The first, Portrait of Jason (1967), Ingmar Bergman called the most fascinating
movie he had ever seen. (Make of that what you will). It's partly a profile,
partly an interview of an African-American gay hustler. Jason Holiday wears a
dapper suit with hip bug-eye spectacles, he drawls anecdotes, laughs, snaps his
fingers and rattles the ice in his tumbler. The 12-hour interview boils down to
an hour and a half''s intimate talk, where the line of privacy is drawn and
redrawn from moment to moment.
Stranded in Canton (1973 and -74) was filmed on the world's first portable camera and runs
like a home video. But its stars are not children and puppies – they are
hard-drinking Southerners who piss in the street and bite the heads off
chickens for a crowd. Blues music and carnival madness mix with everyday
details of the South's Golden Triangle. The indoor and night-time scenes get up
close and film right in the faces of its subject. But the weirdness of what is
said and done holds the viewer at arm's length. The director, photographer
William Egglestone, grew up in Memphis. The naturalism he wants, and the
patience he shows his subjects, make Stranded an avant-garde must-watch.
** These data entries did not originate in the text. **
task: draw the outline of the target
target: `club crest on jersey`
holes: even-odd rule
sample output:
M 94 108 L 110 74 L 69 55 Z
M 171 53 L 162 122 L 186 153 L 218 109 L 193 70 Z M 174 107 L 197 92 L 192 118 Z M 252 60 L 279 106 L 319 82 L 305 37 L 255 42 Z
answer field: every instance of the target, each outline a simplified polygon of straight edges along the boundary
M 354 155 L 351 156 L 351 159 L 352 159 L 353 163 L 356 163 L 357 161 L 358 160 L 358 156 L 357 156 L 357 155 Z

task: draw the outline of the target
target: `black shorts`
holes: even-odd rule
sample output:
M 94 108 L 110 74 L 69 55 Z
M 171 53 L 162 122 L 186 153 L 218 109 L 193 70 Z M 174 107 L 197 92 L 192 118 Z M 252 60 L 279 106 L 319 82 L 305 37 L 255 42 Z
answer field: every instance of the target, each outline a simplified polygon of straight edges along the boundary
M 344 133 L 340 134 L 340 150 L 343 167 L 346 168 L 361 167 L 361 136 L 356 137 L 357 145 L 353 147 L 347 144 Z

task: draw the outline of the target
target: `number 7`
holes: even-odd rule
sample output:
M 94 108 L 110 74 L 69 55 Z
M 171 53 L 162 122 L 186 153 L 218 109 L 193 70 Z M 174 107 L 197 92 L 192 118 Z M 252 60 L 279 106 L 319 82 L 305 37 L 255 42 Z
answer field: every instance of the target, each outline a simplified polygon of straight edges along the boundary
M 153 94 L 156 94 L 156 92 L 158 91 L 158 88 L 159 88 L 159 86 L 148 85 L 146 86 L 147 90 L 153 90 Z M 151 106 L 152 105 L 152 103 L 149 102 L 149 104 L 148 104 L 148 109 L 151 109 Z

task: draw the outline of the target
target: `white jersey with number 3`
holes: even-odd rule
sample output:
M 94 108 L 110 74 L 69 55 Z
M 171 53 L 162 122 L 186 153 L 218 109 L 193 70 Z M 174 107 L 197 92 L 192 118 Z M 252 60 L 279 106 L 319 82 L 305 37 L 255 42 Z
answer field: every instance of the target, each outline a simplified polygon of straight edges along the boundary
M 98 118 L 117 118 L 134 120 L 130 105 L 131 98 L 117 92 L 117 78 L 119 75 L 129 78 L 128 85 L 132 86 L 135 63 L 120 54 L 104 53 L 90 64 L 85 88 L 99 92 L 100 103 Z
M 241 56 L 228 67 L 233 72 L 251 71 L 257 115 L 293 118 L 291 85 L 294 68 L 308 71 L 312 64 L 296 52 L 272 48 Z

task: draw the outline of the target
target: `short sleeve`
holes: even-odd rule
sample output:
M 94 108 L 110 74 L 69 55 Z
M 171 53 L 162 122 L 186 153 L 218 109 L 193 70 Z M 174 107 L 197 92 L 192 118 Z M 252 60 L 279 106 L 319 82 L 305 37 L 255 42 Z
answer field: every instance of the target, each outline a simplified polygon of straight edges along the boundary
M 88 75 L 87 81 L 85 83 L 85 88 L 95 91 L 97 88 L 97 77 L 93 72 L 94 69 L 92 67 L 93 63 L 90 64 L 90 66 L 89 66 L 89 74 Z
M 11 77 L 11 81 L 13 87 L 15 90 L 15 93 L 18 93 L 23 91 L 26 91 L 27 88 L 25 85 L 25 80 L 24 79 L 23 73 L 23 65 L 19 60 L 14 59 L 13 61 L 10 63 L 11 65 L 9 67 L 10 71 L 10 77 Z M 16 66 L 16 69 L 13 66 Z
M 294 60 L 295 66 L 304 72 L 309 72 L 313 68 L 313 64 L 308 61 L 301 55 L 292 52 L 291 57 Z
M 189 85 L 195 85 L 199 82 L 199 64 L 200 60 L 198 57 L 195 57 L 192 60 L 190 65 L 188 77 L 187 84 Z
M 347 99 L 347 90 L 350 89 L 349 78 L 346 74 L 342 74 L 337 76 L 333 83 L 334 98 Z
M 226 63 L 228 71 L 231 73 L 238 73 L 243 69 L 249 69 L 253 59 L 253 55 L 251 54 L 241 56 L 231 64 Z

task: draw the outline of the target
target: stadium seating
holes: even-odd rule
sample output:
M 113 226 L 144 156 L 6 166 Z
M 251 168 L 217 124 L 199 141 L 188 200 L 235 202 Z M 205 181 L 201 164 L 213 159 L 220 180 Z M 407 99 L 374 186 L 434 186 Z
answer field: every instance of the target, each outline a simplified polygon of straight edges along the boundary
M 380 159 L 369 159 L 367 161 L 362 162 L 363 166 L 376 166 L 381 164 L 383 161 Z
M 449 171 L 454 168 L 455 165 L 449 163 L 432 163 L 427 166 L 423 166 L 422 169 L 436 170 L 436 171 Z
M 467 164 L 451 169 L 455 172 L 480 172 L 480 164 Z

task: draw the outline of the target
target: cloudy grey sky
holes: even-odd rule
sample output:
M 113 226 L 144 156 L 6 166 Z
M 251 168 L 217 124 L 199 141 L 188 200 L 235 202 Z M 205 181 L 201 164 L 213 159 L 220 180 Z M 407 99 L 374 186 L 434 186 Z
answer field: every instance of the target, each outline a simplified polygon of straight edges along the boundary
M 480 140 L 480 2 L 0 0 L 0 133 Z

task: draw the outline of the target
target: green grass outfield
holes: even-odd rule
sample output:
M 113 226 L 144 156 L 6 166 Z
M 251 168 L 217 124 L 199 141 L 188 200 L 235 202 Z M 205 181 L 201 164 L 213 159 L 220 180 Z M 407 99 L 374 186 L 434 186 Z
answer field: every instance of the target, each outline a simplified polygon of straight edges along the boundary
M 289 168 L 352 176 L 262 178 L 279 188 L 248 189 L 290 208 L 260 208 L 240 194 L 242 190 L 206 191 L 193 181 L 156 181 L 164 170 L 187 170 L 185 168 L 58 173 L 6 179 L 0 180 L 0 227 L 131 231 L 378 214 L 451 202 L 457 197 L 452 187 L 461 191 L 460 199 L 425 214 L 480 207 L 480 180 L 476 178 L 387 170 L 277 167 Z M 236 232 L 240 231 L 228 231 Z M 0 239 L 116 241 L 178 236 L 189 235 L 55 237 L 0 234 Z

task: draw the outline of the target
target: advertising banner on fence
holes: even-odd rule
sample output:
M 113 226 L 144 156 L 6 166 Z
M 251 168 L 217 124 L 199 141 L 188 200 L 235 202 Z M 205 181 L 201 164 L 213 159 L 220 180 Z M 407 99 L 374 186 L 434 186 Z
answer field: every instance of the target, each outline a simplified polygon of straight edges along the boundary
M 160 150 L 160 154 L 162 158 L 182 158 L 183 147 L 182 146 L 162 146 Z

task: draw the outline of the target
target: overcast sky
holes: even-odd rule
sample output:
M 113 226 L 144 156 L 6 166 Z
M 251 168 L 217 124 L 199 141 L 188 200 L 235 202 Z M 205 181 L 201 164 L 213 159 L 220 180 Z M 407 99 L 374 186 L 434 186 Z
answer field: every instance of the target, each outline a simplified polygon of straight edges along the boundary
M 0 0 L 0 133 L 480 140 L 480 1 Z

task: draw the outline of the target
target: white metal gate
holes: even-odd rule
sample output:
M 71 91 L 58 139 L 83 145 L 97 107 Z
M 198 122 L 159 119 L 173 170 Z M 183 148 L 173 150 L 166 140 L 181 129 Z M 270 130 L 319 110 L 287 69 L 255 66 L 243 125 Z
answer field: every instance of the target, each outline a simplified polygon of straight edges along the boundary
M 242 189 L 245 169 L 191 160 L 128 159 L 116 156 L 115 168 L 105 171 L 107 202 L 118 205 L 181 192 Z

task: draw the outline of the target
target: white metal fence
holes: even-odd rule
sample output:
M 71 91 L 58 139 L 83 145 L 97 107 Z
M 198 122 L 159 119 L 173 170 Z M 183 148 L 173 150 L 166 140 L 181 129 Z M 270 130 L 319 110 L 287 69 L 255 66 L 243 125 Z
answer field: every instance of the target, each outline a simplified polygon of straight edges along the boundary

Next, a 1975 documentary Grey Gardens, which was recently remade as a drama starring Drew
Barrymore and Jessica Lange. Two relatives of Jackie Onassis hole up in a
tumbledown mansion in the Hamptons, outside New York. Little Edie lives with
her mother Big Edie. Eccentric – and beautifully dressed – the pair fight, make
up, sing, dance, pose and natter. They caricature the lives of American
socialites, only a matter of years after the authorities threatened to burn the
house down to get rid of the vermin. But the characters' quips and quirks make this
film an easy trip through what would otherwise be a rotten dream. This was the
Maysles Brothers' next film after Gimme Shelter (1970), about the fatality at
the Rolling Stones concert, and is as much of a cult classic as its
predecessors. Watch, if only for the outfits.
The last film in the series is Let's Get Lost (1988), the story of jazz musician Chet
Baker. The viewer is taken back to Kerouac-era California, when Baker was at
his most hip as a white West Coast trumpet player. His magnetism on-screen
makes him one of America's first screen icons. But like all the greats, his
off-screen behaviour was what defined him. At 57 years old, stuck in Europe
because of his heroin addiction, Baker looks like another person. He lost his
teeth in a fight, and his cheeks have sunken in. He can no longer perform the
music that immortalised him. Director/fan Bruce Weber meets the men and women
from his Santa Monica days, and weaves beat romance and hard drugs over a
sultry soundtrack.
Portrait of
Jason shows July 6; Stranded
July 13; Grey Gardens July 20; Let's Get Lost July 27. Every film starts at 8pm and
shows at Bethnal Green Working Men's Club on Pollard Row, E2 6NB. Tickets are
£5, or free with membership to the Close-Up Film Library on Brick Lane.